Vorbeugende Massnahmen und Bekämpfung
- Die einfachste und sicherste Bekämpfungsmassnahme ist der Anbau von resistenten Sorten oder Sortenmischungen, sofern geeignete Sorten verfügbar sind (Schweiz: Liste der empfohlenen Getreidesorten; Deutschland: Sortenliste des Bundessortenamtes; Österreich: Österreichische beschreibende Sortenliste).
- Ausfallgetreide im Herbst beseitigen und flach einarbeiten, um "grüne Brücken" zu vermeiden
- Das Wintergetreide spät und das Sommergetreide früh säen
- Winter- und Sommergetreide der gleichen Art nicht nebeneinander anbauen
- Kein zu dichter Pflanzenbestand anstreben
- Überhöhte Stickstoffdüngung vermeiden
- Empfohlene und zugelassene Pflanzenschutzmittel gegen den Echten Mehltau (B. graminis) finden sie für die Schweiz im Pflanzenschutzmittelverzeichnis des BLW (Bundesamt für Landwirtschaft); für Deutschland in der online Datenbank des BVL (Bundesamt für Verbraucherschutz und Lebensmittelsicherheit) und für Österreich im Pflanzenschutzmittelregister des BAES (Bundesamt für Ernährungssicherheit).
Literatur
Blumer S, 1967. Echte Mehltaupilze. Jena, VEB Gustav Fischer Verlag.
Duveiller E, Singh RP, Nicol JM, 2007. The challenges of maintaining wheat productivity: pests, diseases, and potential epidemics. Euphytica 157: 417-430.
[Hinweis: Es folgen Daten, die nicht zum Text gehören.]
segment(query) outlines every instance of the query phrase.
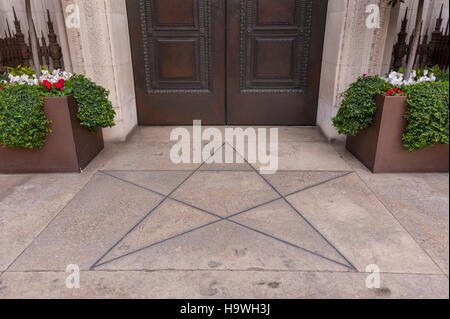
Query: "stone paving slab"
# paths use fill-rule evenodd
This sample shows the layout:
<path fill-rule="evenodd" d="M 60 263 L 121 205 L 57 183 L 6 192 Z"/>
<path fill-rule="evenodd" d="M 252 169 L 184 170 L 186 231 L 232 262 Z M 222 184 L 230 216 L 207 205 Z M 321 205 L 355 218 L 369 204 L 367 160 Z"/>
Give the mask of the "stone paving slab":
<path fill-rule="evenodd" d="M 107 144 L 82 174 L 0 175 L 0 276 L 115 150 Z"/>
<path fill-rule="evenodd" d="M 0 298 L 448 298 L 448 174 L 373 175 L 311 128 L 280 129 L 275 175 L 175 165 L 171 129 L 80 175 L 0 175 Z"/>
<path fill-rule="evenodd" d="M 31 175 L 0 175 L 0 201 L 31 178 Z"/>
<path fill-rule="evenodd" d="M 101 171 L 116 177 L 123 183 L 153 190 L 161 195 L 169 195 L 179 184 L 187 179 L 192 171 Z"/>
<path fill-rule="evenodd" d="M 227 217 L 279 195 L 254 171 L 198 171 L 173 198 Z"/>
<path fill-rule="evenodd" d="M 0 298 L 183 299 L 448 299 L 444 275 L 381 274 L 367 289 L 365 273 L 295 271 L 87 271 L 80 289 L 67 289 L 64 272 L 7 273 Z"/>
<path fill-rule="evenodd" d="M 200 171 L 253 171 L 253 167 L 251 167 L 248 163 L 245 162 L 245 158 L 236 152 L 236 150 L 228 143 L 224 143 L 224 145 L 216 152 L 219 153 L 217 158 L 222 160 L 221 163 L 213 163 L 213 162 L 205 162 L 202 166 L 200 166 Z M 227 164 L 227 156 L 228 154 L 232 154 L 232 164 Z M 211 158 L 212 159 L 212 158 Z"/>
<path fill-rule="evenodd" d="M 334 270 L 348 267 L 307 253 L 228 221 L 176 237 L 110 263 L 100 270 Z"/>
<path fill-rule="evenodd" d="M 266 148 L 269 150 L 269 146 Z M 348 165 L 333 149 L 324 142 L 283 141 L 278 143 L 279 170 L 317 170 L 317 171 L 351 171 Z M 245 158 L 248 156 L 245 154 Z M 258 170 L 267 164 L 251 163 Z"/>
<path fill-rule="evenodd" d="M 86 174 L 2 176 L 0 271 L 34 240 L 89 180 Z M 6 180 L 22 181 L 7 183 Z"/>
<path fill-rule="evenodd" d="M 449 174 L 372 174 L 344 145 L 333 147 L 448 275 Z"/>
<path fill-rule="evenodd" d="M 89 269 L 162 197 L 97 173 L 8 269 Z"/>
<path fill-rule="evenodd" d="M 284 199 L 254 208 L 230 219 L 351 267 L 340 252 L 301 218 Z"/>
<path fill-rule="evenodd" d="M 350 172 L 326 172 L 326 171 L 278 171 L 264 178 L 272 184 L 283 196 L 316 187 L 320 184 L 338 179 Z"/>
<path fill-rule="evenodd" d="M 365 179 L 440 269 L 449 274 L 448 174 Z M 445 188 L 447 188 L 445 190 Z"/>
<path fill-rule="evenodd" d="M 356 174 L 288 196 L 359 271 L 441 273 Z"/>
<path fill-rule="evenodd" d="M 167 242 L 173 240 L 174 237 L 180 237 L 176 239 L 185 241 L 184 245 L 186 246 L 186 249 L 184 255 L 179 258 L 172 257 L 167 261 L 170 265 L 177 267 L 179 259 L 188 260 L 192 255 L 189 253 L 191 250 L 199 250 L 199 248 L 192 248 L 190 245 L 192 241 L 190 238 L 197 238 L 195 234 L 191 234 L 193 231 L 210 231 L 213 232 L 213 234 L 211 234 L 213 237 L 219 236 L 216 231 L 211 230 L 213 228 L 212 224 L 221 222 L 223 218 L 229 218 L 227 221 L 234 223 L 235 225 L 233 226 L 236 226 L 237 224 L 244 228 L 240 229 L 240 232 L 238 232 L 239 236 L 243 236 L 241 232 L 244 230 L 257 232 L 259 235 L 262 234 L 267 238 L 278 241 L 277 244 L 287 244 L 290 248 L 295 247 L 296 249 L 300 249 L 302 253 L 307 252 L 317 255 L 316 257 L 354 270 L 351 263 L 349 263 L 348 260 L 332 246 L 332 244 L 327 242 L 313 226 L 302 219 L 293 207 L 287 205 L 284 200 L 277 200 L 281 198 L 282 194 L 269 184 L 267 180 L 258 175 L 253 168 L 252 171 L 245 172 L 236 172 L 234 170 L 220 172 L 196 170 L 189 175 L 179 175 L 180 173 L 186 172 L 170 171 L 103 171 L 103 173 L 108 174 L 108 176 L 120 178 L 119 180 L 123 183 L 140 186 L 152 193 L 155 191 L 159 192 L 158 188 L 160 188 L 160 186 L 158 186 L 158 183 L 151 184 L 150 182 L 146 182 L 146 179 L 154 178 L 155 180 L 162 182 L 164 181 L 164 176 L 168 176 L 168 181 L 171 182 L 174 189 L 173 191 L 167 189 L 164 193 L 169 196 L 167 201 L 159 207 L 156 207 L 155 211 L 151 212 L 141 224 L 134 227 L 126 238 L 123 238 L 123 240 L 113 245 L 104 257 L 99 260 L 98 263 L 93 265 L 93 267 L 101 267 L 104 264 L 110 263 L 128 263 L 129 267 L 132 269 L 153 267 L 153 265 L 148 266 L 146 262 L 141 261 L 142 258 L 134 255 L 150 255 L 153 256 L 153 258 L 149 257 L 149 259 L 159 259 L 161 258 L 161 253 L 159 250 L 154 252 L 156 246 L 163 247 L 159 249 L 167 249 L 167 251 L 170 251 L 173 248 Z M 339 174 L 334 172 L 329 174 L 327 174 L 327 172 L 319 172 L 315 175 L 311 172 L 295 172 L 293 174 L 295 174 L 296 179 L 291 181 L 290 186 L 296 191 L 302 191 L 308 186 L 314 187 L 318 184 L 345 175 L 342 172 L 339 172 Z M 348 172 L 346 174 L 348 174 Z M 187 178 L 186 175 L 188 175 Z M 281 173 L 281 175 L 284 176 L 283 173 Z M 205 176 L 209 178 L 205 180 Z M 220 176 L 220 178 L 217 178 L 217 176 Z M 311 178 L 311 176 L 313 176 L 313 178 Z M 198 180 L 196 177 L 201 178 Z M 236 183 L 236 180 L 239 180 L 239 183 Z M 165 185 L 165 183 L 162 184 Z M 175 186 L 177 184 L 179 185 Z M 297 186 L 295 186 L 296 184 Z M 153 187 L 153 189 L 150 187 Z M 264 192 L 261 190 L 264 190 Z M 180 196 L 178 193 L 184 194 L 185 196 Z M 259 196 L 255 196 L 255 194 L 258 194 Z M 261 197 L 261 195 L 266 195 L 267 197 Z M 205 203 L 205 199 L 207 199 L 208 202 Z M 208 206 L 210 203 L 213 203 L 213 205 Z M 224 207 L 226 208 L 226 204 L 228 203 L 234 203 L 237 206 L 234 210 L 230 210 L 228 214 L 224 215 L 222 214 L 221 209 Z M 263 221 L 262 223 L 260 222 L 260 219 Z M 270 226 L 267 227 L 268 225 Z M 234 230 L 230 229 L 230 227 L 220 226 L 222 227 L 224 236 L 232 236 L 228 235 L 228 233 L 234 233 Z M 203 235 L 203 237 L 211 235 Z M 215 242 L 214 240 L 210 241 L 213 243 Z M 168 245 L 169 247 L 166 247 Z M 217 244 L 214 243 L 213 245 L 215 246 L 208 247 L 205 245 L 203 251 L 200 251 L 200 253 L 209 256 L 210 251 L 217 249 Z M 179 247 L 175 250 L 177 249 L 179 249 Z M 247 249 L 251 249 L 251 254 L 257 256 L 258 262 L 256 262 L 255 265 L 259 265 L 259 261 L 265 261 L 266 259 L 271 258 L 271 255 L 267 255 L 264 248 L 259 246 L 240 249 L 236 248 L 234 251 L 237 252 L 238 255 L 245 255 Z M 233 256 L 234 255 L 230 255 L 228 258 L 231 259 Z M 197 269 L 196 263 L 197 267 L 201 268 L 201 263 L 199 263 L 201 256 L 195 257 L 195 260 L 191 261 L 189 265 L 180 266 L 181 269 L 183 269 L 183 267 Z M 119 259 L 124 259 L 125 261 Z M 293 260 L 283 260 L 283 263 L 288 267 L 295 267 Z M 223 263 L 221 262 L 220 264 Z M 166 265 L 165 267 L 170 266 Z M 239 265 L 239 267 L 241 267 L 241 265 Z M 300 267 L 304 266 L 301 265 Z M 244 268 L 252 268 L 252 266 L 246 264 Z"/>
<path fill-rule="evenodd" d="M 202 126 L 202 130 L 206 130 L 211 126 Z M 243 130 L 247 129 L 248 126 L 239 126 Z M 141 143 L 141 142 L 167 142 L 170 137 L 170 133 L 173 130 L 173 126 L 141 126 L 136 129 L 136 131 L 130 136 L 129 143 Z M 182 126 L 185 128 L 191 136 L 192 125 Z M 219 129 L 222 136 L 225 136 L 226 128 L 236 128 L 235 126 L 215 126 L 214 128 Z M 264 128 L 264 126 L 262 126 Z M 266 127 L 267 129 L 273 127 Z M 288 127 L 281 126 L 278 128 L 278 138 L 280 141 L 285 142 L 326 142 L 325 136 L 316 127 Z"/>
<path fill-rule="evenodd" d="M 217 220 L 218 217 L 168 199 L 100 262 L 107 262 L 143 247 L 164 242 Z"/>
<path fill-rule="evenodd" d="M 167 141 L 167 139 L 166 139 Z M 194 170 L 200 164 L 174 164 L 170 160 L 172 142 L 121 143 L 113 145 L 115 156 L 103 170 Z"/>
Jorgensen JH, 1994. Genetics of powdery mildew resistance in barley. Critical Reviews in Plant Science 13, 97-119.
Mühle E, 1971. Krankheiten und Schädlinge der Futtergräser. S. Hirzel Verlag Leipzig. 422S.
Obst A, Paul V, 1993. Krankheiten und Schädlinge des Getreides. Verlag Th. Mann: 184 S.
Schönbeck F, 1979. Pflanzenkrankheiten. B.G. Teubner Stuttgart: 184 S.
Thordal-Christensen H, Gregersen PL und Collinge DB, 1999. The barley/Blumeria (syn. Erysiphe) graminis interaction. In Mechanisms of resistance to plant diseases. A. Slusarenko, R. Fraser, und K. van Loon, eds. (Kluwer Academic Publishers), pp. 77-100.